WDLK
- Dadeville, Alabama; United States;
- Frequency: 1450 kHz

Ownership
- Owner: Progressive United Communications, Inc.

History
- First air date: 1980
- Last air date: May 2012

Technical information
- Facility ID: 15281
- Class: C
- Power: 1,000 watts (unlimited)
- Transmitter coordinates: 32°50′56″N 85°46′10″W﻿ / ﻿32.84889°N 85.76944°W

= WDLK (AM) =

WDLK (1450 AM) was a radio station licensed to serve Dadeville, Alabama, United States. The station was owned by Progressive United Communications, Inc.

WDLK broadcast a hot adult contemporary music format.

==History==
This station received its license to cover from the Federal Communications Commission on October 10, 1980. The new station was assigned the call letters WDLK by the FCC.

In December 1988, Fidelity Broadcasting, Inc. entered into an agreement to sell the station to Dale Broadcasting, Inc. The Federal Communications Commission (FCC) approved the deal on January 12, 1989, and the transaction was completed on February 28, 1989.

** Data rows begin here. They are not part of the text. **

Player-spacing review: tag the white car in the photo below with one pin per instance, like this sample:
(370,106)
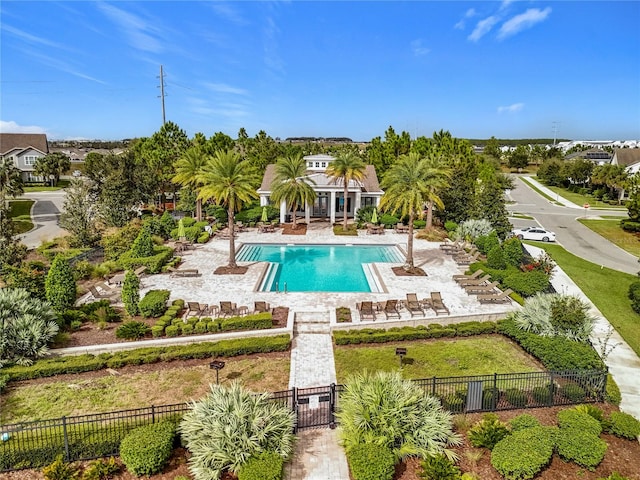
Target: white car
(534,233)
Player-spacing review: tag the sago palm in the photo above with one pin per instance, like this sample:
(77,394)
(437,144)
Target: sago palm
(291,184)
(187,169)
(384,409)
(345,168)
(231,182)
(230,425)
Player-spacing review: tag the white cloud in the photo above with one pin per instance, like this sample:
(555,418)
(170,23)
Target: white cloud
(523,21)
(418,49)
(224,88)
(513,108)
(13,127)
(141,34)
(482,28)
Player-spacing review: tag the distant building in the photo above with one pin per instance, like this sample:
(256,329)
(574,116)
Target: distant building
(330,199)
(24,149)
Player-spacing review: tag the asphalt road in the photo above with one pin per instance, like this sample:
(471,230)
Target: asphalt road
(570,233)
(45,214)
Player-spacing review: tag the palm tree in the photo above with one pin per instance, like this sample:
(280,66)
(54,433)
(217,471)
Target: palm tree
(406,190)
(187,169)
(291,184)
(230,181)
(345,168)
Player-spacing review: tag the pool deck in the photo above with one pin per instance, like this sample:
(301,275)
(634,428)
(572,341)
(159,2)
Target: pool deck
(211,289)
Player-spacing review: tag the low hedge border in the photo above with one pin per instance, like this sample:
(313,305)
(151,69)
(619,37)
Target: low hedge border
(87,363)
(373,335)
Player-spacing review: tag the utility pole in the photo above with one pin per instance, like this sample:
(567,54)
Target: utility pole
(162,94)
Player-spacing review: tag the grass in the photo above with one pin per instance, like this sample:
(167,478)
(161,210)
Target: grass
(440,358)
(20,212)
(611,230)
(28,402)
(606,288)
(580,199)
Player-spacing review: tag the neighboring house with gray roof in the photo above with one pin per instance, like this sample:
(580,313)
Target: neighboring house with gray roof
(330,200)
(24,149)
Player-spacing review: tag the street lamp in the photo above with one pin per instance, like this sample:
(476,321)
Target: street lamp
(217,365)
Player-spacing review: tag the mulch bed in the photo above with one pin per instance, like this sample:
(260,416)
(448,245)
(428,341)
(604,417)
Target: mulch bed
(413,272)
(301,229)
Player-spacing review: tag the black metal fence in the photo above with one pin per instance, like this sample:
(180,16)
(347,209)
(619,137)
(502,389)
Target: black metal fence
(38,443)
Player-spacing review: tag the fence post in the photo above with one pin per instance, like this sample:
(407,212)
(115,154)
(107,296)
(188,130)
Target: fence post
(495,393)
(66,440)
(332,406)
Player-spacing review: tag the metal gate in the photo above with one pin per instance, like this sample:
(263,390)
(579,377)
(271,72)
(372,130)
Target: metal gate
(315,407)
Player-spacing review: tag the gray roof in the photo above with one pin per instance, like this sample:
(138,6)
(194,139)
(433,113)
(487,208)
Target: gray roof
(22,141)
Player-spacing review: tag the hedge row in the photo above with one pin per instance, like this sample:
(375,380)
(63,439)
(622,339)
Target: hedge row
(556,353)
(373,335)
(173,327)
(87,363)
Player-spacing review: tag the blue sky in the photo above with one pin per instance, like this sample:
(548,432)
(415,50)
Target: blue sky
(512,69)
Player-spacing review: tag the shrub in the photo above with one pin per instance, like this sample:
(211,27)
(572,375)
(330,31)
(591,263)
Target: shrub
(172,331)
(265,466)
(623,425)
(581,447)
(131,293)
(516,397)
(488,431)
(400,416)
(527,283)
(132,330)
(572,419)
(524,453)
(60,470)
(572,392)
(369,461)
(154,303)
(230,425)
(145,450)
(60,286)
(439,467)
(634,296)
(101,469)
(523,421)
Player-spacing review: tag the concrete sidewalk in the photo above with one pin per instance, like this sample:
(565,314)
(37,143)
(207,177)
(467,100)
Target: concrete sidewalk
(623,363)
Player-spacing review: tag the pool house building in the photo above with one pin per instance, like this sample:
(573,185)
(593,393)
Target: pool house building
(330,202)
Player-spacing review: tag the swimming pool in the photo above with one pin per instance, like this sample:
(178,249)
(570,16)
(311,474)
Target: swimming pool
(320,268)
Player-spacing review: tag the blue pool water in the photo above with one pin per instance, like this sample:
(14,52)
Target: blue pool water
(319,268)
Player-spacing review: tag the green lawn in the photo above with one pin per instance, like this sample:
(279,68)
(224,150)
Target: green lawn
(606,288)
(580,199)
(440,358)
(611,230)
(20,212)
(136,390)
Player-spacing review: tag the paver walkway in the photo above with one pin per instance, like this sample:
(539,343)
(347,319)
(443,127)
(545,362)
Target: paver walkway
(318,455)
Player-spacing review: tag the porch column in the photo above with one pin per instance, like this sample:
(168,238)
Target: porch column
(357,203)
(283,211)
(332,206)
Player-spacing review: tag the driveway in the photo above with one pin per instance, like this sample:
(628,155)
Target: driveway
(573,236)
(45,215)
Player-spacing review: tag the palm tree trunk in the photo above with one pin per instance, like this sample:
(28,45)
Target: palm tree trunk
(232,241)
(429,215)
(408,264)
(199,209)
(344,206)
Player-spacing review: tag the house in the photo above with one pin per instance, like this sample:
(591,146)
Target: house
(330,202)
(24,149)
(630,159)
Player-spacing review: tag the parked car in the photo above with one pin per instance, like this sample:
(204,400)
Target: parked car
(534,233)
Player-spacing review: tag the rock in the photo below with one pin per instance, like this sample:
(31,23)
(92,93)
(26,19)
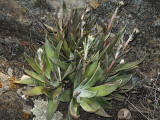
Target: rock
(39,110)
(10,72)
(124,114)
(4,80)
(11,107)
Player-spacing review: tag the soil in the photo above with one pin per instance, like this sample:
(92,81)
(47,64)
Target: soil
(19,31)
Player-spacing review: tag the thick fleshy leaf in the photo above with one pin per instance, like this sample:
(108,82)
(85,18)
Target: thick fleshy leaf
(77,79)
(103,102)
(57,92)
(49,51)
(124,79)
(96,76)
(65,96)
(105,89)
(125,89)
(73,108)
(28,81)
(127,65)
(115,41)
(64,9)
(68,71)
(92,106)
(66,49)
(34,91)
(32,63)
(48,67)
(50,109)
(102,112)
(90,69)
(90,25)
(58,48)
(34,75)
(62,65)
(85,94)
(118,96)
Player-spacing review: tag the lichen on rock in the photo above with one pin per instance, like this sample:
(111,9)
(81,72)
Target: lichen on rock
(39,110)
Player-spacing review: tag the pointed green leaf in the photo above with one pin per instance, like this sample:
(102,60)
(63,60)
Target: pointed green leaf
(96,76)
(127,65)
(64,8)
(49,51)
(125,89)
(76,80)
(34,75)
(105,89)
(73,108)
(85,94)
(32,63)
(118,96)
(34,91)
(58,48)
(91,24)
(60,64)
(102,113)
(116,40)
(48,68)
(92,106)
(124,79)
(28,81)
(90,69)
(50,109)
(68,71)
(65,96)
(66,49)
(103,102)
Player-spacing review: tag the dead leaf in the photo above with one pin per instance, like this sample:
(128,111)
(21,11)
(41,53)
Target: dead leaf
(93,3)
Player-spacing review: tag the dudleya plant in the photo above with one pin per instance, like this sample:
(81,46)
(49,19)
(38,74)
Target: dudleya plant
(80,66)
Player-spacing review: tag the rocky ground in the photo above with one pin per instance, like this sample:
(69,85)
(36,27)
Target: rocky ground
(20,31)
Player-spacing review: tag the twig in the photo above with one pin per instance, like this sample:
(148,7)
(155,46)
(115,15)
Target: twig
(38,22)
(137,109)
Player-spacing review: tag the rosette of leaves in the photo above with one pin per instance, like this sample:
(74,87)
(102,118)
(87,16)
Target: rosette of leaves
(80,66)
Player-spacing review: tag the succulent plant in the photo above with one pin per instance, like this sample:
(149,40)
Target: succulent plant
(80,65)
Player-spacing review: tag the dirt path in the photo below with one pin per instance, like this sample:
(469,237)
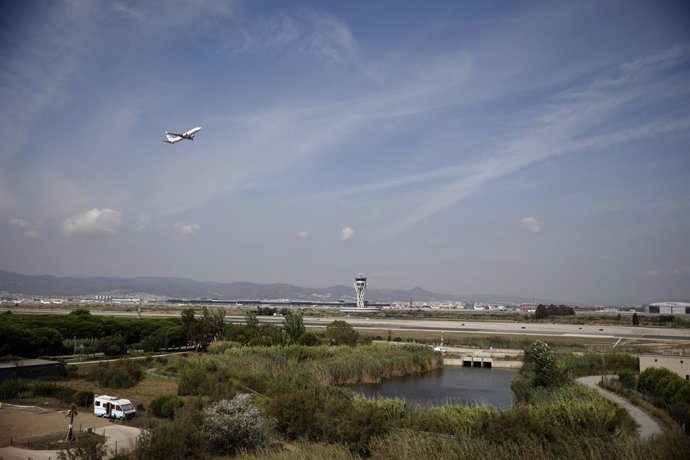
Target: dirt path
(20,424)
(118,438)
(648,426)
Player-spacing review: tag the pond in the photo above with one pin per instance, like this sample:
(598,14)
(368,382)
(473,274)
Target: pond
(455,385)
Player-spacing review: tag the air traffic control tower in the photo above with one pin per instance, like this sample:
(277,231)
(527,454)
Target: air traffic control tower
(360,287)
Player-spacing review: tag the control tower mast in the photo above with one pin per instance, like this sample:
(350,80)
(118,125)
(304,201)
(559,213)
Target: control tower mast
(360,287)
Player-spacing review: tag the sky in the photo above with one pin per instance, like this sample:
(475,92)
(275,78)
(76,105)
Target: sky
(528,148)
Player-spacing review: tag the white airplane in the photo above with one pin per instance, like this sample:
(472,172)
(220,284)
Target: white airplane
(173,138)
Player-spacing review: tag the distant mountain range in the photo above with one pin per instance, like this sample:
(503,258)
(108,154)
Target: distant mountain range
(183,288)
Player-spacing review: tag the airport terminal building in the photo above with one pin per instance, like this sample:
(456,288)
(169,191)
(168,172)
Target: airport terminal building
(669,308)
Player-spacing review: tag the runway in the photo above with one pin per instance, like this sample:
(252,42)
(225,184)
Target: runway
(476,327)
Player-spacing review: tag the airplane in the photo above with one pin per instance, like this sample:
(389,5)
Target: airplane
(173,138)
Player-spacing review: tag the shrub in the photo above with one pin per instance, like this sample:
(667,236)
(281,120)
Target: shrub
(165,406)
(627,378)
(83,398)
(309,339)
(12,388)
(543,361)
(219,346)
(234,425)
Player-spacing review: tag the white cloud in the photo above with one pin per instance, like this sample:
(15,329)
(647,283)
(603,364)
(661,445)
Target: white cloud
(29,229)
(532,224)
(346,234)
(93,222)
(186,229)
(142,222)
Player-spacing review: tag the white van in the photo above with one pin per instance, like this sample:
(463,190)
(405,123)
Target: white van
(113,407)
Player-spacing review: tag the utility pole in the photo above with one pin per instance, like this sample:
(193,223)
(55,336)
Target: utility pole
(71,413)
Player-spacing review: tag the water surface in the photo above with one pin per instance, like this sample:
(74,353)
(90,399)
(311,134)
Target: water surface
(455,385)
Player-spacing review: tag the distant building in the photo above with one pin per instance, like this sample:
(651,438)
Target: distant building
(528,307)
(28,368)
(669,308)
(676,363)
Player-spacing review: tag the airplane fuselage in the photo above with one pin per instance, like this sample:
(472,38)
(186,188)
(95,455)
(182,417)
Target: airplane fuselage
(173,138)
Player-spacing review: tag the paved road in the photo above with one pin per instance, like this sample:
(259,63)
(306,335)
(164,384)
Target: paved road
(478,327)
(117,437)
(648,426)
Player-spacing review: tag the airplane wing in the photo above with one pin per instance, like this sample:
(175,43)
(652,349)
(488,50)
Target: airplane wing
(172,138)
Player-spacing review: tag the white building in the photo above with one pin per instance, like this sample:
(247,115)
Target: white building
(669,308)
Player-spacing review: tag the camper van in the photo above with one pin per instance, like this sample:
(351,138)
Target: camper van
(113,407)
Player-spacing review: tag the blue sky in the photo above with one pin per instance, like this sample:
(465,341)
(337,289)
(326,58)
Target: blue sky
(525,148)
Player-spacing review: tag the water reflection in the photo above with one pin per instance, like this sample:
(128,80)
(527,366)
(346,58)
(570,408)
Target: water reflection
(455,385)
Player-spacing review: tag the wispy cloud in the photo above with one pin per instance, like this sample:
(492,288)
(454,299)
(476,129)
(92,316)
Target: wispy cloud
(93,222)
(30,83)
(143,221)
(28,229)
(532,224)
(563,127)
(184,229)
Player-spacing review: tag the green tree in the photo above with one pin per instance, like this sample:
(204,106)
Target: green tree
(341,333)
(293,325)
(251,320)
(204,330)
(234,425)
(543,363)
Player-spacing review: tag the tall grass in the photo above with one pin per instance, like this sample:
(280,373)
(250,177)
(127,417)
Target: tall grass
(271,370)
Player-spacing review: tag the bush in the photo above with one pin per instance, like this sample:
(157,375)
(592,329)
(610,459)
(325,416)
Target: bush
(627,378)
(83,398)
(12,388)
(165,406)
(234,425)
(309,339)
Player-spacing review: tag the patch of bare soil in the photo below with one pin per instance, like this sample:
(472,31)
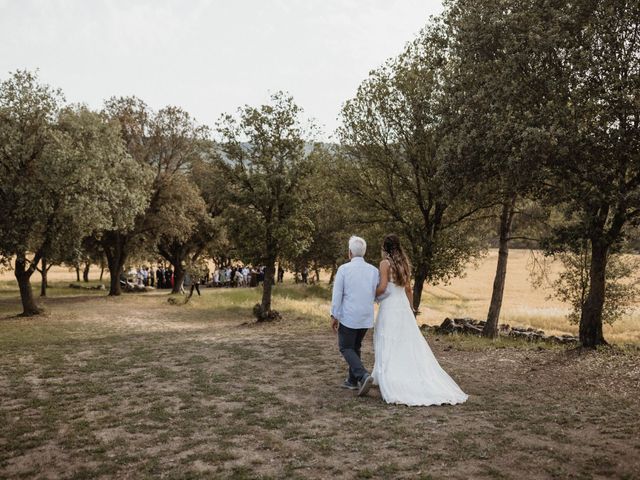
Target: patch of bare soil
(136,388)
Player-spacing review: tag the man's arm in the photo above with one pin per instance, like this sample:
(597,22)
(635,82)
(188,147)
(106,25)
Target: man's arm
(336,300)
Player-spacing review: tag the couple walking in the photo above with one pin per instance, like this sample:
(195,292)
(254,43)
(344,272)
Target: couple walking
(405,369)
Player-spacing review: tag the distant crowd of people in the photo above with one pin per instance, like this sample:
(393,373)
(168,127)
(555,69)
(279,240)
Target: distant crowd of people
(238,276)
(231,276)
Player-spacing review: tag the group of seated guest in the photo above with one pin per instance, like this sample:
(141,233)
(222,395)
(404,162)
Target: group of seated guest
(238,276)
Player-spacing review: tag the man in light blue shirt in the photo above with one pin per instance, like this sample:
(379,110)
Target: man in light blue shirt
(354,291)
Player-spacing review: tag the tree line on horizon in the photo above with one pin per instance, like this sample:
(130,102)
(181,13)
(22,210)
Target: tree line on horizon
(501,121)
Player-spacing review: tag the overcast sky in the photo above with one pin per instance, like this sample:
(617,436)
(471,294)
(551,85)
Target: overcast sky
(208,57)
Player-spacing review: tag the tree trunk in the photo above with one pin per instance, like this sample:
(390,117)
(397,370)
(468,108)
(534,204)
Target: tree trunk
(267,287)
(114,245)
(23,276)
(491,327)
(178,276)
(420,277)
(43,272)
(115,264)
(591,316)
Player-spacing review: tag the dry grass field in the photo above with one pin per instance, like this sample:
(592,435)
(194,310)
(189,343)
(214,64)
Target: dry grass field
(523,305)
(469,297)
(134,387)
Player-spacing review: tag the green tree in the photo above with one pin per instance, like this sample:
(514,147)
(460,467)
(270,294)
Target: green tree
(593,163)
(61,177)
(166,143)
(491,92)
(265,165)
(398,172)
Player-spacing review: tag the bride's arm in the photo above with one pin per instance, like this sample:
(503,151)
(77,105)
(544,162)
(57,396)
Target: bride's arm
(384,277)
(409,292)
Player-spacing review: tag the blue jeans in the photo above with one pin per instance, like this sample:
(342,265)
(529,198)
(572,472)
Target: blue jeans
(350,343)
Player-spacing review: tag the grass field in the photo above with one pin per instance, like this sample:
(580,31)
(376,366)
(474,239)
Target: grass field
(465,297)
(134,387)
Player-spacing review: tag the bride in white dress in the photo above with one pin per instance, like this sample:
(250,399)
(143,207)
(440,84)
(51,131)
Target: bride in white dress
(405,369)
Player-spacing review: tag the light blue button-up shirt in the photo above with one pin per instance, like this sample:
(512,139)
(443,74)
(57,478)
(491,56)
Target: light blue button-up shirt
(354,290)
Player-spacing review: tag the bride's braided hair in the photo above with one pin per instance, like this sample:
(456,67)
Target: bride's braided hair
(400,265)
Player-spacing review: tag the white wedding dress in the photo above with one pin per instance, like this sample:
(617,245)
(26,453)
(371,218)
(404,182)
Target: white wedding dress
(405,368)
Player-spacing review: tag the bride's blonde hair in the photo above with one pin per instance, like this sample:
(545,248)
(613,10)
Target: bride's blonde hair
(400,265)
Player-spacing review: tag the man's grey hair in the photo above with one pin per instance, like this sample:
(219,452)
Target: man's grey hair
(357,246)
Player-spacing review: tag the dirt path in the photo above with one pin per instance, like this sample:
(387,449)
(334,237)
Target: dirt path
(135,388)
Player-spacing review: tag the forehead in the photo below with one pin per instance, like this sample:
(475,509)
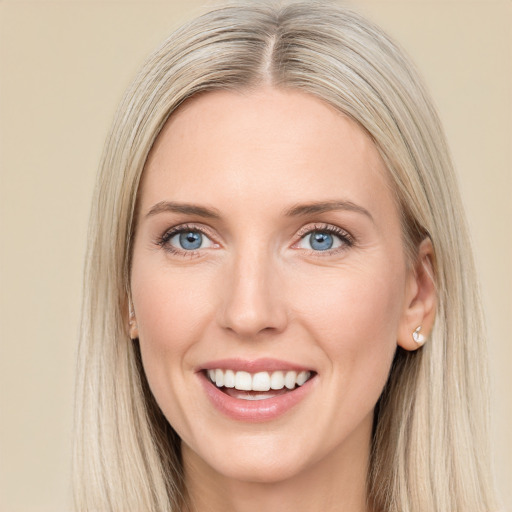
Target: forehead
(242,145)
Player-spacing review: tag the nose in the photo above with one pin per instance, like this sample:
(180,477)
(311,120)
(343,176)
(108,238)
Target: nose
(253,301)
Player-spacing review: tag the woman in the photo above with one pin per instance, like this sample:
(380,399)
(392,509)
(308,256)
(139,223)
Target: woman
(281,307)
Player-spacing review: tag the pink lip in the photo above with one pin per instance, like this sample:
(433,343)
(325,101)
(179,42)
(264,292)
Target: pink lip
(254,411)
(258,365)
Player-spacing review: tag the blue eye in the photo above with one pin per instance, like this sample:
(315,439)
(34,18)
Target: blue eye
(324,239)
(189,240)
(321,241)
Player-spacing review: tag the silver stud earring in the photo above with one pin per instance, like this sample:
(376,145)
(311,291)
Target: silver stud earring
(418,337)
(134,331)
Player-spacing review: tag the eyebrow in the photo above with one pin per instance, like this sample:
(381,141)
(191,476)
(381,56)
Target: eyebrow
(326,206)
(186,208)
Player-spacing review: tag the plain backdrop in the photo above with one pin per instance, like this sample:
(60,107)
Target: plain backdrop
(63,68)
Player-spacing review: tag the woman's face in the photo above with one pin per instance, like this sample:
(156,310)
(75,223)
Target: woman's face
(268,253)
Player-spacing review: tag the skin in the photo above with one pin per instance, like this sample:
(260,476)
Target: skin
(257,289)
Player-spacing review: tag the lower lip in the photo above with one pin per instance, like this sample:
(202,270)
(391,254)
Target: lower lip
(254,410)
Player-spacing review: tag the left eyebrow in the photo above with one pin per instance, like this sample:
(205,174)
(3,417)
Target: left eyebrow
(186,208)
(326,206)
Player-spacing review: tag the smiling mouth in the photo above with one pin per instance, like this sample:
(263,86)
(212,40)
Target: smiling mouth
(257,386)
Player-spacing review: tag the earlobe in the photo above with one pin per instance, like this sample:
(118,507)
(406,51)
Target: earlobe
(132,322)
(420,301)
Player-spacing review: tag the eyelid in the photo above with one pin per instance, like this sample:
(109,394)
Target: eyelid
(347,239)
(163,240)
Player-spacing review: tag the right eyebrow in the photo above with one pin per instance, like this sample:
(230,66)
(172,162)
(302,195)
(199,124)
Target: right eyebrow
(186,208)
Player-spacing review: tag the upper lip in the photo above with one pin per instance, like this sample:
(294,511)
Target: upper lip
(253,366)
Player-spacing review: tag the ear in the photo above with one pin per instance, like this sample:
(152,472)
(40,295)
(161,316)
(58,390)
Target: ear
(132,321)
(420,300)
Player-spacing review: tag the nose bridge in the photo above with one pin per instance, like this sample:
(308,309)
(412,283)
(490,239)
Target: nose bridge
(253,299)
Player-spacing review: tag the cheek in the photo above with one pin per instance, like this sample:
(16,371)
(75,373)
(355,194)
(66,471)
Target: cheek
(354,318)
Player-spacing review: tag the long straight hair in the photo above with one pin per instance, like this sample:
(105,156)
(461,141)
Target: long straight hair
(430,447)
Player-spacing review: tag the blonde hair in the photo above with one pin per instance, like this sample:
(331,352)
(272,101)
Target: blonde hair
(430,447)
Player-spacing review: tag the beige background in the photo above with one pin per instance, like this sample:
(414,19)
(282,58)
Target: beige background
(63,68)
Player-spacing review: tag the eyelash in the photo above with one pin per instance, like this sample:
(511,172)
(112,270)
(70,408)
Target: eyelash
(163,241)
(346,238)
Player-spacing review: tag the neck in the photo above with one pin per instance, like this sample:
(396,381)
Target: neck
(335,483)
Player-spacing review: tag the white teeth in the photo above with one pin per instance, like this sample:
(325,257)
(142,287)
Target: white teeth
(302,377)
(261,381)
(229,379)
(243,381)
(289,379)
(277,380)
(219,378)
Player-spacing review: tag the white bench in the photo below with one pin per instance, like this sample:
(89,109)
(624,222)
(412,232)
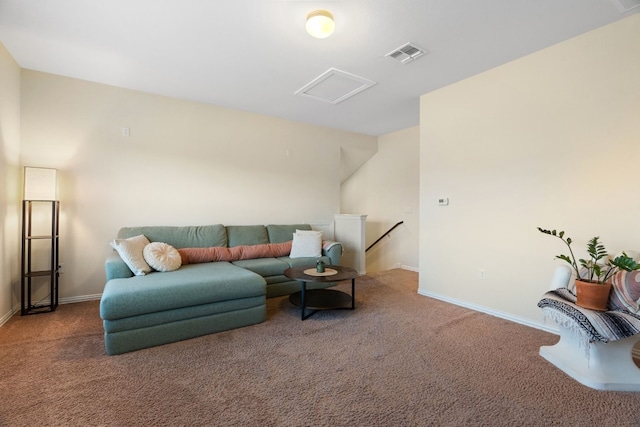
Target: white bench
(595,348)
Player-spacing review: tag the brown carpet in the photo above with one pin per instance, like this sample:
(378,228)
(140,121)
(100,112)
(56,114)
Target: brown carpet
(399,359)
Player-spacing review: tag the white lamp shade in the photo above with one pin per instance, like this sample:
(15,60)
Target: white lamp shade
(320,24)
(40,183)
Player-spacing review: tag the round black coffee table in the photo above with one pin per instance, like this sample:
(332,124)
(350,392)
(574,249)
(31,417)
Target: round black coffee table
(322,299)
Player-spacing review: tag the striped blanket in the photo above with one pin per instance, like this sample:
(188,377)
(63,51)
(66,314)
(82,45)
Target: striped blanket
(603,326)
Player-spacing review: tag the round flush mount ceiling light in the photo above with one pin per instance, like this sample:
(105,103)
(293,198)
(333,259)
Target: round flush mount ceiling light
(320,24)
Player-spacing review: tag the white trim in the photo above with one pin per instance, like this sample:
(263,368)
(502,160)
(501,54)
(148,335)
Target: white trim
(500,314)
(82,298)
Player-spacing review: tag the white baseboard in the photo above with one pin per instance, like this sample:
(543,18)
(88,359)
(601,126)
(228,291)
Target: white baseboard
(492,312)
(70,300)
(405,267)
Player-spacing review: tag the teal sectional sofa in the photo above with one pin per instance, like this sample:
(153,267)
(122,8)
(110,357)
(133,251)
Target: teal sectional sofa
(198,299)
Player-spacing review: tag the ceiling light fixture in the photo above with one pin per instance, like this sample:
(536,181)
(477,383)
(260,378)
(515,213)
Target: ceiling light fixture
(320,24)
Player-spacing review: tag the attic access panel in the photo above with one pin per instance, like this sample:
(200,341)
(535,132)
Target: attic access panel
(334,86)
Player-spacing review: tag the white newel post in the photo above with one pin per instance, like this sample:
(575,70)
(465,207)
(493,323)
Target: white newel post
(349,229)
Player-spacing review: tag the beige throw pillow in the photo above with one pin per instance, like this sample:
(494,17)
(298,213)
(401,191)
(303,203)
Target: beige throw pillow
(306,243)
(162,256)
(130,250)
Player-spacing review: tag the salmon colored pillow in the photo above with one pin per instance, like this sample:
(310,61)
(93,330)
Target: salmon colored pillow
(217,253)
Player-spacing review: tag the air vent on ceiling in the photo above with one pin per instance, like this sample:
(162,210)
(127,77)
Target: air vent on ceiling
(626,5)
(406,53)
(334,86)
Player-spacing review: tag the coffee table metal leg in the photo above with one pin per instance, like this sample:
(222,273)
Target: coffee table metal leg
(353,294)
(302,302)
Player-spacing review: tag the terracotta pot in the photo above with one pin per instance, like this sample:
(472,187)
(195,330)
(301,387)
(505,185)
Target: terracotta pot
(592,295)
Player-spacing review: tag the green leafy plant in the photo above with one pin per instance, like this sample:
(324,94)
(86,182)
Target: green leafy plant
(599,267)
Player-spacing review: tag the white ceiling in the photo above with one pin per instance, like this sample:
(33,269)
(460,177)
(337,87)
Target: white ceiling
(253,55)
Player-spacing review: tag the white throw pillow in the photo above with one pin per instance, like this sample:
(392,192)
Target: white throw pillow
(130,250)
(162,256)
(306,243)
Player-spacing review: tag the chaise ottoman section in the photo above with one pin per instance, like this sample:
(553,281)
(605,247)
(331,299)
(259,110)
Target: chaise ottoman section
(195,300)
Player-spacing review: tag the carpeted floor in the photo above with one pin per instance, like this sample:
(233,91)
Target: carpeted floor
(399,359)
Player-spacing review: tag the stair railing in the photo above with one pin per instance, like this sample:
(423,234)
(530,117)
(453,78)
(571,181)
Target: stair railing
(384,235)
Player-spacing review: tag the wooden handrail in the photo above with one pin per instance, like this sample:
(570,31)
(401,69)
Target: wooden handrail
(384,235)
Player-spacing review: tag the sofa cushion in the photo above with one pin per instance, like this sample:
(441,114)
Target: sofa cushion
(263,266)
(181,237)
(131,251)
(238,235)
(188,286)
(283,233)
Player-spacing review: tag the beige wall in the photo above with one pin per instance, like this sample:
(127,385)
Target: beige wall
(185,163)
(551,140)
(9,184)
(386,189)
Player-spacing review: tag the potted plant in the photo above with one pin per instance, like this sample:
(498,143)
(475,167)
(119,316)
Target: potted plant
(593,280)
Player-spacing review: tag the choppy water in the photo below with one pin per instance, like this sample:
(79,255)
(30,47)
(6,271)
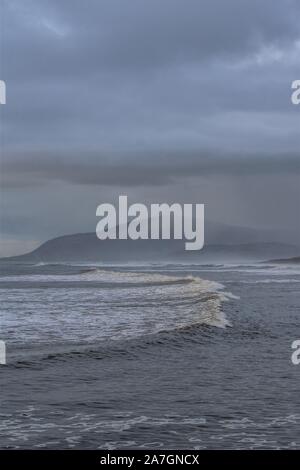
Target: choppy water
(149,356)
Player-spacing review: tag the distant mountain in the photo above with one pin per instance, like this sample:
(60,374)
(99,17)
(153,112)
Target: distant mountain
(226,244)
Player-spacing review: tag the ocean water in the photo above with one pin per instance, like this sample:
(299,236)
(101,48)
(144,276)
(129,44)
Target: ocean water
(157,356)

In July 1997, Dale Broadcasting, Inc., reached an agreement to sell this station to Little America Business Organization. The deal was approved by the FCC on August 21, 1997, and the transaction was consummated on October 17, 1997.

In June 2000, Little America Business Organization (Dr. James Nicholls, principal) reached an agreement to sell this station to Progressive United Communications Inc. (Frank C. Cummings, chairman) for a reported sale price of $45,000. The deal was approved by the FCC on September 12, 2000, and the transaction was consummated on November 6, 2000. At the time of the sale, WDLK broadcast a news/talk radio format.

On May 9, 2012, the FCC informed the then-silent WDLK that its license would be cancelled if the station remained silent for more than 12 months. The FCC cancelled the station's license on April 30, 2013.